From the moment they’d locked eyes at Colt’s engagement party, Foster felt drawn to her. It wasn’t like a normal kind of attraction he felt toward a beautiful woman either. It was … it was like she had some kind of magnetism about her. He’d found himself searching the party the entire night for glimpses of her, feeling something alarmingly like jealousy as he watched man after man invite her onto the dance floor.
He could tell she loved to dance.
And laugh.
She laughed a lot.
Full of joy.
And self-confidence.
It was an alluring combination.
And at eleven years his senior, single, never been married, a “lowly” Bonet who worked at a profession his father did not respect, Ember was as far removed from the kind of woman Foster was expected to date, and eventually marry, as anyone could be.
Foster couldn’t disappoint his family again.
Georgie depended on her grandparents more than ever and a rift between them might mean she’d lose them. Moreover, while his business had taken off, there were no guarantees in life … except for the huge inheritance he was due that would guarantee his daughter’s future. An inheritance his father would have no problem cutting him out of if he didn’t fall in line.
Dragging his gaze from Ember, trying to shove out thoughts of her flashing, warm dark eyes and lush mouth, he said to G, “Why don’t we leave everyone to get on with the house and you and I go out for ice cream?”
G looked up at him with big, sad, dark eyes that caused the ache in his chest to flare again. “Can I get rainbow sprinkles?”
“Only if I can?” he teased as he nodded at the ladies organizing G’s room. They’d stopped dressing the four poster to watch father and daughter walk by.
G snuggled her head against his chest. “Okay, Daddy.”
Her forlorn tone broke his fucking heart.
Later that night, G was conked out on her new bed after a day of Foster, Colt and Jade trying to cheer her up. The engaged pair had decided to join them on their trek for ice cream and ice cream had led to dinner and a walk along the pier. It was clear to them all that the new house really brought it home to G that her mom was gone. That she and her dad were starting a whole new life without her.

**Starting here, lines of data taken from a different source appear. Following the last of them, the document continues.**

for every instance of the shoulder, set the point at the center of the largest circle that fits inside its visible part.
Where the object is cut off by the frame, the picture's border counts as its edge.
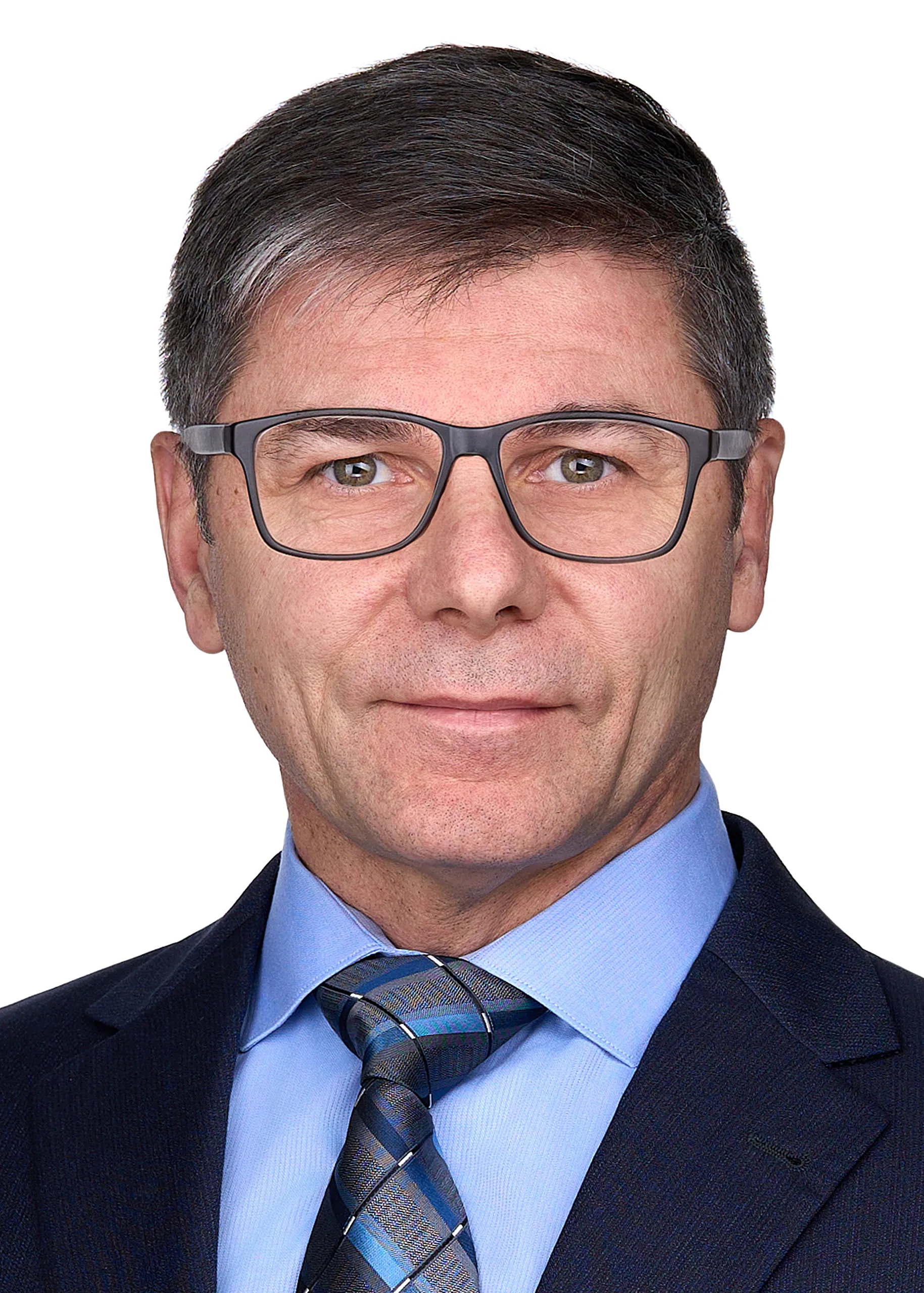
(43, 1031)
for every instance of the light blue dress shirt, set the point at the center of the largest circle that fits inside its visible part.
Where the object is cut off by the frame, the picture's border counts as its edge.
(519, 1133)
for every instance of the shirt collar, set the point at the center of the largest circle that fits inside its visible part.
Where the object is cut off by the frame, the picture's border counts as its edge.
(607, 959)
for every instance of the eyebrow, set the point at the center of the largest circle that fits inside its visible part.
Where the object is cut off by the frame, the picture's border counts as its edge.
(607, 407)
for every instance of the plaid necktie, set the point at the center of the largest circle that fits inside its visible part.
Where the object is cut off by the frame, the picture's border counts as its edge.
(391, 1220)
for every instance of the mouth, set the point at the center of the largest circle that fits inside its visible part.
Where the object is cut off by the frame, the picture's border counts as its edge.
(492, 712)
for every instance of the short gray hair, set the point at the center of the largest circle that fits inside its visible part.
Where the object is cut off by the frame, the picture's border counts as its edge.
(442, 165)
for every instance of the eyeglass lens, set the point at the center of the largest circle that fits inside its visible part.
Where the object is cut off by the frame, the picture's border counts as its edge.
(602, 488)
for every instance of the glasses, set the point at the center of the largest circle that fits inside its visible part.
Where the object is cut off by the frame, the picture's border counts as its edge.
(339, 484)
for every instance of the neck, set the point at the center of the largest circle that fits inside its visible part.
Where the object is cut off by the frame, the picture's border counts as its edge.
(455, 909)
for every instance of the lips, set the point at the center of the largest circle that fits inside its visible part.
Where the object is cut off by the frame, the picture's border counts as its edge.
(490, 704)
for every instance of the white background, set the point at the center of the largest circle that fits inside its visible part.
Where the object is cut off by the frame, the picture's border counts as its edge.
(139, 800)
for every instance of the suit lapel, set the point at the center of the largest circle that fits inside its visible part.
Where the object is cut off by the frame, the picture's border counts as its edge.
(130, 1135)
(734, 1130)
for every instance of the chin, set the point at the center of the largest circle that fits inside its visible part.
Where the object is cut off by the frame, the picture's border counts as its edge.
(476, 824)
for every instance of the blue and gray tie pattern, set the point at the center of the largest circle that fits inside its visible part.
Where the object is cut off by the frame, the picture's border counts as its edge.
(391, 1220)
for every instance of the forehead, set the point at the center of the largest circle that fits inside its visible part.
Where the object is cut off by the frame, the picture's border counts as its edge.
(575, 327)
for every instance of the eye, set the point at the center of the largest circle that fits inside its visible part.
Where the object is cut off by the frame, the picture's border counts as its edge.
(367, 470)
(579, 469)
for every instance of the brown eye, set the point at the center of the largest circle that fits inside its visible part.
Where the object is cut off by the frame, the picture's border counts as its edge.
(358, 471)
(580, 469)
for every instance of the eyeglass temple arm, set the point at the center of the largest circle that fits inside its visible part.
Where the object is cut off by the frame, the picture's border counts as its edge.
(731, 446)
(209, 439)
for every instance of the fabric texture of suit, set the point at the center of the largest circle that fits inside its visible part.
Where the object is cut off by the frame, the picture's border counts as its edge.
(772, 1139)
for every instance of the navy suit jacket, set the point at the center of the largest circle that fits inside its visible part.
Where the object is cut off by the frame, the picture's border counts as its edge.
(773, 1137)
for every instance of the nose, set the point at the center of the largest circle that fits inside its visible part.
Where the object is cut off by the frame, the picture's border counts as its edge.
(470, 568)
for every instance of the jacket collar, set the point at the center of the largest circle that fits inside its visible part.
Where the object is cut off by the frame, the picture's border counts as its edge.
(732, 1134)
(130, 1134)
(734, 1130)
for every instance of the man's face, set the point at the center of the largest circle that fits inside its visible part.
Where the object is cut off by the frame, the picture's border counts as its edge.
(469, 701)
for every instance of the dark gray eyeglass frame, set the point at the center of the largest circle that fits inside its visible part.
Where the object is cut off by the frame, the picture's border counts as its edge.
(238, 439)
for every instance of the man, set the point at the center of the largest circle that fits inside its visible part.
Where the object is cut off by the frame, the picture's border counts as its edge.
(474, 471)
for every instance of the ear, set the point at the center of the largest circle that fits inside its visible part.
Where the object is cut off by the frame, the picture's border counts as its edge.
(188, 554)
(752, 538)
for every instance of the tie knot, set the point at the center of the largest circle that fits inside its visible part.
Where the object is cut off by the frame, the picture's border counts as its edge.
(423, 1022)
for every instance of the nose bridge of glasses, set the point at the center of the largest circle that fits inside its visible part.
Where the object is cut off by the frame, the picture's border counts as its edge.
(474, 441)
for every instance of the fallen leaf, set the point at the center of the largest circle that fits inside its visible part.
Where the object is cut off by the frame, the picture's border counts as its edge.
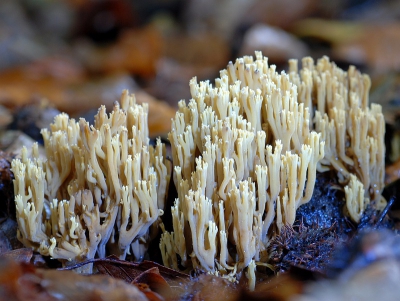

It would have been easier to keep his place in the city, cut the commute to work down, but he wanted to make up for Carolyn’s defection and yanking his kid out of school to move to the city now that her mom didn’t live in the coastal town anymore, would have been selfish. Plus, Colt was moving here for Jade so that meant he and G would have friends nearby.
Foster stared around the large master bedroom that looked down over the backyard of his place and the Bonet’s. The room was huge and not completely unpacked yet. The team would return in the morning to finish up. There were still rooms in the house that required furnishing but he’d leave that up to his mom. She lived for that stuff.